Inside, the air was thick with the smell of oak and ale, beeswax candles burning low on every table. There were no televisions, no music—just the murmur of voices and the sound of rain tapping on the old leaded windows. My friends were in the back, gathered around a small table worn smooth by years of elbows, laughter, and silence.
“Mac!” one of them called, raising a glass. “We thought the storm swallowed you.”
“Maybe it did,” I said, hanging my coat. “But even Jonah got out eventually.”
That earned a few laughs, the kind that come not from humor but from shared exhaustion. I sat down, the candlelight dancing across their faces—Dan, with his philosopher’s eyes; Trevor, ever restless, tapping his thumb against the rim of his glass; and Sut, whose silence often spoke more wisdom than our words combined.
For a while, we talked about nothing in particular—the weather, the dampness in the wood, the way time feels slower in places like this. But soon the conversation turned, as it always did.
Trevor leaned back and said, “You ever think about how fragile it all is? How one bad week could strip us of everything? The house, the job, the girl—poof.”
Dan smiled faintly. “The fear of losing everything,” he said, “is only healed by realizing everything is being given.”
I looked at him. “You quoting Scripture or yourself?”
He shrugged. “Both, maybe.”
Sut spoke quietly. “Rilke said something like that once,” he murmured. “‘For beauty is nothing but the beginning of terror which we are still just able to bear.’”
Trevor frowned. “Terror?”
“Yeah,” I said. “The terror of love. The kind that asks for everything and promises nothing but itself. That’s the Cross, isn’t it?”
Dan nodded slowly. “Christ didn’t die just to save us from pain,” he said, “but to show us what to do with it. To reveal that even suffering—especially suffering—is a blessing if it brings us closer to love.”
There was a pause. The candle wavered in a draft, then steadied. The light touched the rim of each glass, turning the beer to amber gold. Outside, the rain softened.
Trevor exhaled. “You really think it’s all for something?”
“I do,” I said. “Because everything I’ve ever lost has only made room for something better. It’s like God keeps taking until there’s nothing left but Himself. And then—finally—you realize He was what you wanted all along.”
Sut smiled, eyes glinting like the candle flame. “To lose everything,” he said, “is to gain the ability to love everything.”

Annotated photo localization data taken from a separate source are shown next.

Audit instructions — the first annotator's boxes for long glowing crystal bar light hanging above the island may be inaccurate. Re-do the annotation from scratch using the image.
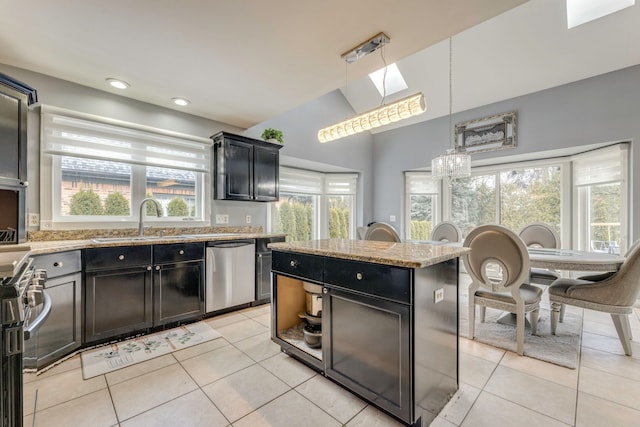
[318,92,427,143]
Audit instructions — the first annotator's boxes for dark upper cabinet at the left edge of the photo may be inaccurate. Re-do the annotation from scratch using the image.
[0,73,36,186]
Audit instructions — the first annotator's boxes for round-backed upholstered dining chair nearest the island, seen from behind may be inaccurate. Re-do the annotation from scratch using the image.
[462,225,542,355]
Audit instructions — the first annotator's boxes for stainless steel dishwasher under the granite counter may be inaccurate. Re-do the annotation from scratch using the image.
[205,240,256,313]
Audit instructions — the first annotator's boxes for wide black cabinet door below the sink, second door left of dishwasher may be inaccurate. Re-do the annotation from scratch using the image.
[84,266,153,342]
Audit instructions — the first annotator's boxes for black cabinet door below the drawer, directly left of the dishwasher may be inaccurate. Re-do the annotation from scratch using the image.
[153,261,204,326]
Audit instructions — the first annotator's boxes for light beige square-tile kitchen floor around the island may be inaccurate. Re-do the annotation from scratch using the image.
[24,290,640,427]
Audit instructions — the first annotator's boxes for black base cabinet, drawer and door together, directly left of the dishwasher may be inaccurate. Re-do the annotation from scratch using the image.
[153,243,204,326]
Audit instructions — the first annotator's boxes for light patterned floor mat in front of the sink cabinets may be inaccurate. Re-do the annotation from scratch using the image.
[80,322,222,380]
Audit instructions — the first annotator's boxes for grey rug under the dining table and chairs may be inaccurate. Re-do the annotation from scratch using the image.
[460,302,582,369]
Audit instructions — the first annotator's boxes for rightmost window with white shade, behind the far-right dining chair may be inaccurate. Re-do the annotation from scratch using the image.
[573,144,630,254]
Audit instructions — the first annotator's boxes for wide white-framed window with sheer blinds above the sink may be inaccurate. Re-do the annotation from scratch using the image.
[41,106,211,228]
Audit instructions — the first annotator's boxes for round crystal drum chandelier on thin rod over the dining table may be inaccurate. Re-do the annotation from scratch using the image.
[431,37,471,180]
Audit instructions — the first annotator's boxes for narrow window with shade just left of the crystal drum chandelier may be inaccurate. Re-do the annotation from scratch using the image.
[405,172,440,240]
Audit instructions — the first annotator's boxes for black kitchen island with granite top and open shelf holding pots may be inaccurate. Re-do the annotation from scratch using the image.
[270,239,468,425]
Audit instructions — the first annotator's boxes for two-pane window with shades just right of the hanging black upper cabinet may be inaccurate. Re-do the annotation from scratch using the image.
[271,167,358,241]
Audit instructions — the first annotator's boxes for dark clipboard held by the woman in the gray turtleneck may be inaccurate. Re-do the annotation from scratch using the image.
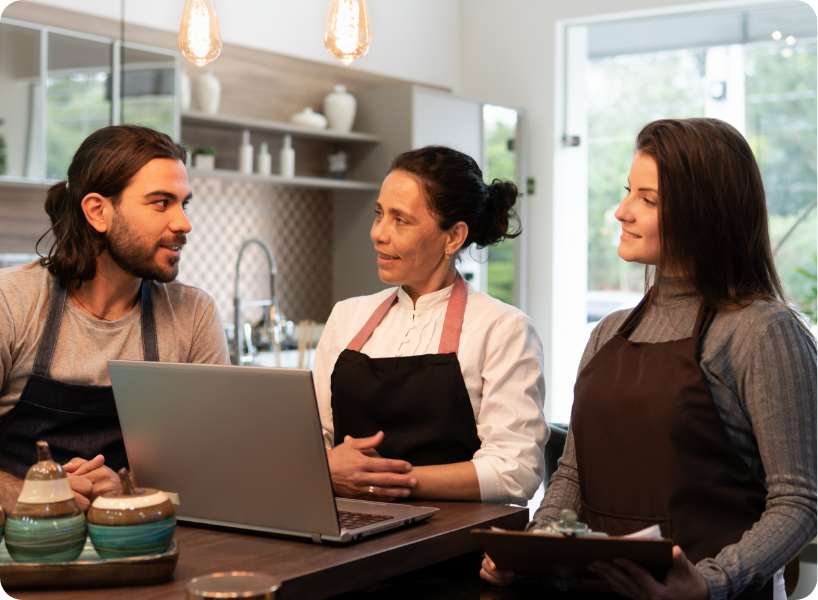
[471,529,673,581]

We sat in silence after that, no one daring to break it. The warmth from the candles mingled with the smell of wet wool and smoke. Someone refilled the glasses.
It wasn’t joy exactly, but something deeper—a quiet gladness that hummed beneath the sorrow, like the sound of rain on glass. For a moment, we weren’t just friends. We were fragments of something whole.
When I stepped back into the street, the rain had stopped. The cobblestones glistened beneath the lamplight, and puddles reflected the golden windows of the bar. I could still hear their laughter behind the door, low and steady, like the heartbeat of the world.
And I thought of Paul’s words: All things are yours… and ye are Christ’s, and Christ is God’s.
I walked home in silence, the night air sharp and alive. Heaven, it seemed, was not a place far away, but here—on this street, in this rain, among these friends who still dared to speak of God by candlelight.